A dissertação da mestre em saúde da criança e do adolescente Renata Abreu investigou o Índice de Massa Corporal (IMC) de 2.038 alunos de 17 escolas públicas e particulares de BH. Os estudantes cursavam do 2º ao 6º ano do ensino fundamental e tinham idade entre 5 e 15 anos. Do total, 30,8% estavam fora de forma, sendo 15,9% com sobrepeso e 14,9% de obesos. O índice se aproxima ao de países desenvolvidos, onde a obesidade é considerada epidemia. Também é quase três vezes maior em relação ao Estudo do coração, pesquisa semelhante feita em 1998 que identificou excesso de peso entre 11,5% dos alunos de 6 a 18 anos em BH.
O cuidado com a balança desde cedo é questão de saúde, como reforça o nutrólogo e pediatra Joel Lamounier, professor da UFMG e um dos orientadores da dissertação. “A obesidade é só a ponta de um iceberg. Metade das crianças obesas tende a ser adultos obesos”, afirma. As complicações podem começar a aparecer já na infância. “O excesso de peso favorece doenças cardiovasculares e diabetes”, reforça.
O problema é mais acentuado nas escolas particulares, que têm 39% dos alunos acima do peso, contra 26% das públicas, estaduais e municipais.
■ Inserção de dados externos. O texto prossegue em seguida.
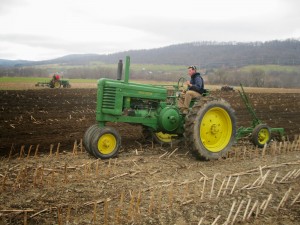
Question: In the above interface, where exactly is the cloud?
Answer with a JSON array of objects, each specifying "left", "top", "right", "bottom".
[{"left": 0, "top": 0, "right": 300, "bottom": 60}]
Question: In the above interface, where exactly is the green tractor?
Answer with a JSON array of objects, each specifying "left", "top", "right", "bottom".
[
  {"left": 35, "top": 74, "right": 71, "bottom": 88},
  {"left": 83, "top": 56, "right": 236, "bottom": 159}
]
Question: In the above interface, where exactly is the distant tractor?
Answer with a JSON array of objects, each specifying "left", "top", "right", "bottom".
[
  {"left": 83, "top": 56, "right": 236, "bottom": 159},
  {"left": 35, "top": 74, "right": 71, "bottom": 88},
  {"left": 221, "top": 85, "right": 234, "bottom": 92}
]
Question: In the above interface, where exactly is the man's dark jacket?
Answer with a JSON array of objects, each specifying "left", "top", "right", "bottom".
[{"left": 188, "top": 73, "right": 205, "bottom": 94}]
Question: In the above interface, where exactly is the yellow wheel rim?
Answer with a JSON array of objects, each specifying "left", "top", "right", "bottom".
[
  {"left": 155, "top": 132, "right": 177, "bottom": 143},
  {"left": 98, "top": 134, "right": 117, "bottom": 154},
  {"left": 257, "top": 128, "right": 270, "bottom": 145},
  {"left": 200, "top": 107, "right": 232, "bottom": 152}
]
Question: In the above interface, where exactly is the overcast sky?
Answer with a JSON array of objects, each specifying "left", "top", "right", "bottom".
[{"left": 0, "top": 0, "right": 300, "bottom": 60}]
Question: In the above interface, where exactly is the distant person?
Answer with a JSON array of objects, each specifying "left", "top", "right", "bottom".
[{"left": 178, "top": 66, "right": 204, "bottom": 114}]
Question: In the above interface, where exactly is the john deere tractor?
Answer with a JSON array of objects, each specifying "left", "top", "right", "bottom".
[{"left": 83, "top": 56, "right": 236, "bottom": 159}]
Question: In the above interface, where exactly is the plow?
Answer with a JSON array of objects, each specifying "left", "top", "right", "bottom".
[{"left": 236, "top": 84, "right": 284, "bottom": 148}]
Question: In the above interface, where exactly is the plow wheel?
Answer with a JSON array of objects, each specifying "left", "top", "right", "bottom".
[
  {"left": 252, "top": 124, "right": 271, "bottom": 148},
  {"left": 90, "top": 127, "right": 121, "bottom": 159},
  {"left": 184, "top": 97, "right": 236, "bottom": 159}
]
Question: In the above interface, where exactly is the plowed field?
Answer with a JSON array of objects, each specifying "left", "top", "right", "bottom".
[{"left": 0, "top": 88, "right": 300, "bottom": 224}]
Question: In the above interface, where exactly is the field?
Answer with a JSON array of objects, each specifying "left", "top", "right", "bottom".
[{"left": 0, "top": 84, "right": 300, "bottom": 225}]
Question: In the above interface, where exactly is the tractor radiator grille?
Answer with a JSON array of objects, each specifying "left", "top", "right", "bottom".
[{"left": 102, "top": 87, "right": 116, "bottom": 109}]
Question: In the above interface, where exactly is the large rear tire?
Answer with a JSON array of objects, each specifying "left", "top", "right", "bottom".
[
  {"left": 90, "top": 127, "right": 121, "bottom": 159},
  {"left": 184, "top": 97, "right": 236, "bottom": 159},
  {"left": 83, "top": 124, "right": 100, "bottom": 156}
]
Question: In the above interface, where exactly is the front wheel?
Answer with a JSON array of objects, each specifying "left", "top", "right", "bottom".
[
  {"left": 90, "top": 127, "right": 121, "bottom": 159},
  {"left": 184, "top": 97, "right": 236, "bottom": 159},
  {"left": 152, "top": 132, "right": 180, "bottom": 146},
  {"left": 252, "top": 124, "right": 271, "bottom": 148}
]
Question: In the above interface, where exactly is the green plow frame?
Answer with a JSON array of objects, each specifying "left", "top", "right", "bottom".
[{"left": 236, "top": 84, "right": 285, "bottom": 141}]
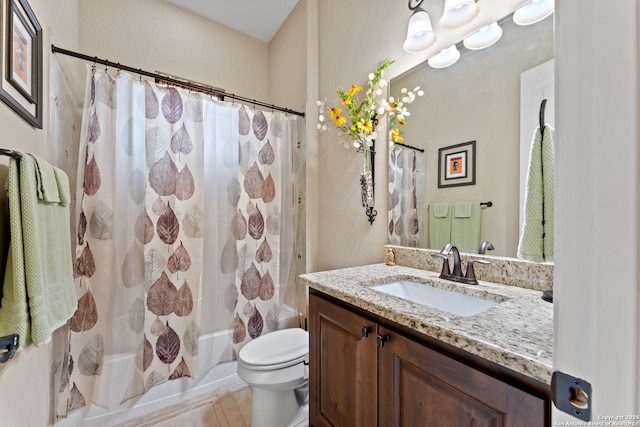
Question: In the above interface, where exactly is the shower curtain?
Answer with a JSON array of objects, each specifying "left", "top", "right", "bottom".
[
  {"left": 388, "top": 145, "right": 426, "bottom": 247},
  {"left": 57, "top": 67, "right": 297, "bottom": 416}
]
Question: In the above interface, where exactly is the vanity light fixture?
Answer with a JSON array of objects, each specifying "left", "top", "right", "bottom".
[
  {"left": 439, "top": 0, "right": 480, "bottom": 28},
  {"left": 402, "top": 0, "right": 436, "bottom": 53},
  {"left": 427, "top": 45, "right": 460, "bottom": 68},
  {"left": 462, "top": 22, "right": 502, "bottom": 50},
  {"left": 513, "top": 0, "right": 555, "bottom": 25}
]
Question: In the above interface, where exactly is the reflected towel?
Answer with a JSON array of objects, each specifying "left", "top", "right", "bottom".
[
  {"left": 451, "top": 202, "right": 482, "bottom": 253},
  {"left": 518, "top": 126, "right": 555, "bottom": 262},
  {"left": 429, "top": 203, "right": 452, "bottom": 249},
  {"left": 0, "top": 154, "right": 77, "bottom": 347}
]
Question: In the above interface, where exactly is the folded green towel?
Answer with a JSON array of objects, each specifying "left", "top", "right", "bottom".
[
  {"left": 30, "top": 154, "right": 60, "bottom": 203},
  {"left": 517, "top": 126, "right": 555, "bottom": 262},
  {"left": 451, "top": 202, "right": 482, "bottom": 253},
  {"left": 0, "top": 154, "right": 77, "bottom": 347}
]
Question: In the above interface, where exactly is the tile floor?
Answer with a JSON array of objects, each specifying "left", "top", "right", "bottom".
[{"left": 116, "top": 382, "right": 251, "bottom": 427}]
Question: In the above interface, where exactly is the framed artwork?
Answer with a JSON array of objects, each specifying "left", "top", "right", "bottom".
[
  {"left": 0, "top": 0, "right": 43, "bottom": 129},
  {"left": 438, "top": 141, "right": 476, "bottom": 188}
]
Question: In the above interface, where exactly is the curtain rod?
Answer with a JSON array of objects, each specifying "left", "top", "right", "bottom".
[
  {"left": 393, "top": 142, "right": 424, "bottom": 153},
  {"left": 51, "top": 44, "right": 304, "bottom": 117}
]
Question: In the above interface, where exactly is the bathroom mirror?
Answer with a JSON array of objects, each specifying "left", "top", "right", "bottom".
[{"left": 387, "top": 16, "right": 554, "bottom": 257}]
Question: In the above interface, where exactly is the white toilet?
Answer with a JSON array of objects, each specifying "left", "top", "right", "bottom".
[{"left": 238, "top": 328, "right": 309, "bottom": 427}]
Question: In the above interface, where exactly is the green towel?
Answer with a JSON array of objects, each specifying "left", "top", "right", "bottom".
[
  {"left": 451, "top": 202, "right": 482, "bottom": 254},
  {"left": 0, "top": 154, "right": 77, "bottom": 347},
  {"left": 429, "top": 203, "right": 452, "bottom": 249},
  {"left": 518, "top": 126, "right": 555, "bottom": 262}
]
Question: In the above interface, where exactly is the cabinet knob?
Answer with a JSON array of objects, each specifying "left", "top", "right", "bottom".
[
  {"left": 378, "top": 335, "right": 389, "bottom": 347},
  {"left": 360, "top": 326, "right": 371, "bottom": 338}
]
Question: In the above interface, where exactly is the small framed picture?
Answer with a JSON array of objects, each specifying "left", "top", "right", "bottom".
[
  {"left": 0, "top": 0, "right": 43, "bottom": 129},
  {"left": 438, "top": 141, "right": 476, "bottom": 188}
]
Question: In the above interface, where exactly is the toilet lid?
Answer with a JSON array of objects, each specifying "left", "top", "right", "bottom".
[{"left": 238, "top": 328, "right": 309, "bottom": 366}]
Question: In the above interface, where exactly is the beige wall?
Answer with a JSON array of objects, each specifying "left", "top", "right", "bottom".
[
  {"left": 0, "top": 0, "right": 79, "bottom": 426},
  {"left": 80, "top": 0, "right": 269, "bottom": 100},
  {"left": 315, "top": 0, "right": 408, "bottom": 270}
]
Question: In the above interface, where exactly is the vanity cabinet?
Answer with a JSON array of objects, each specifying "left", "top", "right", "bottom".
[{"left": 309, "top": 290, "right": 551, "bottom": 427}]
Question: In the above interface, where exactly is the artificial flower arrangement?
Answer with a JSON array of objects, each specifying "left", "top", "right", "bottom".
[{"left": 318, "top": 59, "right": 424, "bottom": 217}]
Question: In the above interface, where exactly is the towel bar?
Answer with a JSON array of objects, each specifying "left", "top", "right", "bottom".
[{"left": 0, "top": 334, "right": 20, "bottom": 363}]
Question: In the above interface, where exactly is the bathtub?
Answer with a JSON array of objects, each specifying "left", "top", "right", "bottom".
[{"left": 55, "top": 307, "right": 300, "bottom": 427}]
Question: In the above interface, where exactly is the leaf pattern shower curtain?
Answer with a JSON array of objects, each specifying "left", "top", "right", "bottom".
[
  {"left": 388, "top": 145, "right": 427, "bottom": 247},
  {"left": 58, "top": 69, "right": 296, "bottom": 416}
]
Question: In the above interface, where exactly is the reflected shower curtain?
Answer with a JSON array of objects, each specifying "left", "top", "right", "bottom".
[
  {"left": 387, "top": 145, "right": 426, "bottom": 247},
  {"left": 57, "top": 68, "right": 297, "bottom": 416}
]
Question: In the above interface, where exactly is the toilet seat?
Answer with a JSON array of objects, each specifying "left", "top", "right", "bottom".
[{"left": 238, "top": 328, "right": 309, "bottom": 370}]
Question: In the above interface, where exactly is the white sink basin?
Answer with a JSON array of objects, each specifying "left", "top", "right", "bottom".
[{"left": 371, "top": 280, "right": 498, "bottom": 316}]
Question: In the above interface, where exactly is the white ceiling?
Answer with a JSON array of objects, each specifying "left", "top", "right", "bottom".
[{"left": 167, "top": 0, "right": 298, "bottom": 43}]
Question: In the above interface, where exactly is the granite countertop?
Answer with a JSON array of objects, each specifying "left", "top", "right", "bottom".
[{"left": 300, "top": 264, "right": 553, "bottom": 384}]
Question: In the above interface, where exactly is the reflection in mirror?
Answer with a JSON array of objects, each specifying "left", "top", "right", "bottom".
[{"left": 387, "top": 16, "right": 553, "bottom": 257}]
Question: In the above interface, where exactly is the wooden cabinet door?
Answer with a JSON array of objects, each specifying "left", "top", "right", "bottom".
[
  {"left": 309, "top": 295, "right": 378, "bottom": 427},
  {"left": 378, "top": 326, "right": 548, "bottom": 427}
]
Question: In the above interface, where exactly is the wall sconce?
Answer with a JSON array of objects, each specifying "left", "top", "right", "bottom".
[
  {"left": 513, "top": 0, "right": 555, "bottom": 25},
  {"left": 462, "top": 22, "right": 502, "bottom": 50},
  {"left": 427, "top": 45, "right": 460, "bottom": 68},
  {"left": 439, "top": 0, "right": 480, "bottom": 28},
  {"left": 402, "top": 0, "right": 436, "bottom": 53}
]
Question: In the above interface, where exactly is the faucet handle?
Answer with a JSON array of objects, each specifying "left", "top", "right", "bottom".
[
  {"left": 465, "top": 259, "right": 491, "bottom": 283},
  {"left": 431, "top": 252, "right": 451, "bottom": 277}
]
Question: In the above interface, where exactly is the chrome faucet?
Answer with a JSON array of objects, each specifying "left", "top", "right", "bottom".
[
  {"left": 478, "top": 240, "right": 495, "bottom": 255},
  {"left": 431, "top": 243, "right": 489, "bottom": 285}
]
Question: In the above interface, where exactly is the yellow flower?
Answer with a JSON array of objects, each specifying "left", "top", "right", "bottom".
[
  {"left": 349, "top": 84, "right": 362, "bottom": 98},
  {"left": 391, "top": 128, "right": 404, "bottom": 142},
  {"left": 333, "top": 116, "right": 347, "bottom": 128},
  {"left": 356, "top": 119, "right": 373, "bottom": 135}
]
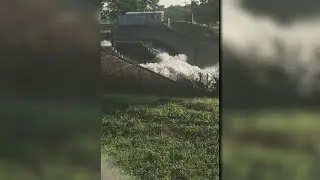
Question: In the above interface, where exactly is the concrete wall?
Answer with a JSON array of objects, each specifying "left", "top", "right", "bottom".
[{"left": 112, "top": 25, "right": 219, "bottom": 67}]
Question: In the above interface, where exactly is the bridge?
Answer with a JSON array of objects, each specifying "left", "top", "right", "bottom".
[{"left": 101, "top": 24, "right": 219, "bottom": 67}]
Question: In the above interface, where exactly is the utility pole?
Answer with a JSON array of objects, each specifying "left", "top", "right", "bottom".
[
  {"left": 190, "top": 0, "right": 194, "bottom": 24},
  {"left": 184, "top": 1, "right": 188, "bottom": 22}
]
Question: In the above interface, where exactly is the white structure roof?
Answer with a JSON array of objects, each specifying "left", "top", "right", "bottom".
[{"left": 126, "top": 11, "right": 164, "bottom": 14}]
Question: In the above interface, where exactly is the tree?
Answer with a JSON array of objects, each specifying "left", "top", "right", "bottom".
[
  {"left": 101, "top": 0, "right": 159, "bottom": 22},
  {"left": 193, "top": 0, "right": 220, "bottom": 24}
]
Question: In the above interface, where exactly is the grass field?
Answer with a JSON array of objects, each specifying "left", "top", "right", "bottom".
[
  {"left": 221, "top": 110, "right": 320, "bottom": 180},
  {"left": 101, "top": 95, "right": 219, "bottom": 180}
]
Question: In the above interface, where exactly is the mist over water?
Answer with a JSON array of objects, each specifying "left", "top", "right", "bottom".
[
  {"left": 101, "top": 40, "right": 112, "bottom": 47},
  {"left": 222, "top": 0, "right": 320, "bottom": 94},
  {"left": 140, "top": 53, "right": 219, "bottom": 87}
]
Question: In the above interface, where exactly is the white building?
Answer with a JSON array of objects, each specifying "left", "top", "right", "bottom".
[{"left": 118, "top": 11, "right": 164, "bottom": 26}]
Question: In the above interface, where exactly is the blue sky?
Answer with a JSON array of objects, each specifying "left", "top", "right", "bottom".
[{"left": 159, "top": 0, "right": 184, "bottom": 7}]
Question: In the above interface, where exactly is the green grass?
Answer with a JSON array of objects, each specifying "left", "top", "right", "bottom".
[
  {"left": 221, "top": 110, "right": 320, "bottom": 180},
  {"left": 0, "top": 98, "right": 100, "bottom": 180},
  {"left": 102, "top": 96, "right": 219, "bottom": 180}
]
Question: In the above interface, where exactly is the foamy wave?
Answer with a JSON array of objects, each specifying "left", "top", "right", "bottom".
[
  {"left": 222, "top": 0, "right": 320, "bottom": 93},
  {"left": 140, "top": 53, "right": 219, "bottom": 90}
]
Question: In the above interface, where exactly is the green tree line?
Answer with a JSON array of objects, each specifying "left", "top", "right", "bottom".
[{"left": 101, "top": 0, "right": 220, "bottom": 24}]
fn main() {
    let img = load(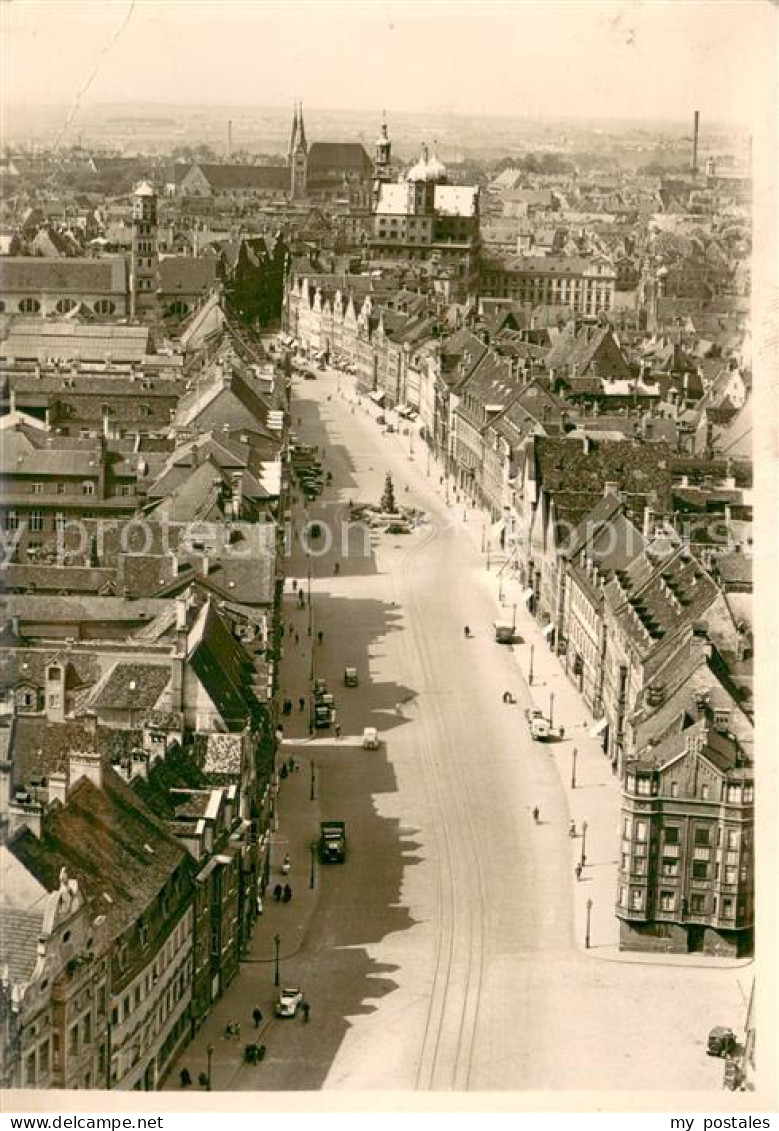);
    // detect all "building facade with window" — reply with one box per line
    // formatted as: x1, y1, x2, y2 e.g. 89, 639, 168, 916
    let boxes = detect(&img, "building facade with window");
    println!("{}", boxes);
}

Os meninos estão mais gordinhos do que as meninas, com, respectivamente, 35% e 27% de pessoas com sobrepeso e obesidade. De acordo com a dissertação, os quilos a mais prevalecem entre as crianças de 5 a 9 anos. “A questão é prevenir o mais cedo possível”, afirma a pesquisadora, que concluiu o estudo este ano. Renata Abreu destaca que o excesso de peso está ligado ao contexto familiar, à genética, aos hábitos de vida, mas há estudos que apontam influência do fator econômico. “Talvez na escola particular, pela questão socioeconômica, o percentual seja mais alto. Há mais facilidade de acesso aos alimentos, principalmente industrializados, os meninos têm mais videogames, geralmente vão de carro para a escola”, diz.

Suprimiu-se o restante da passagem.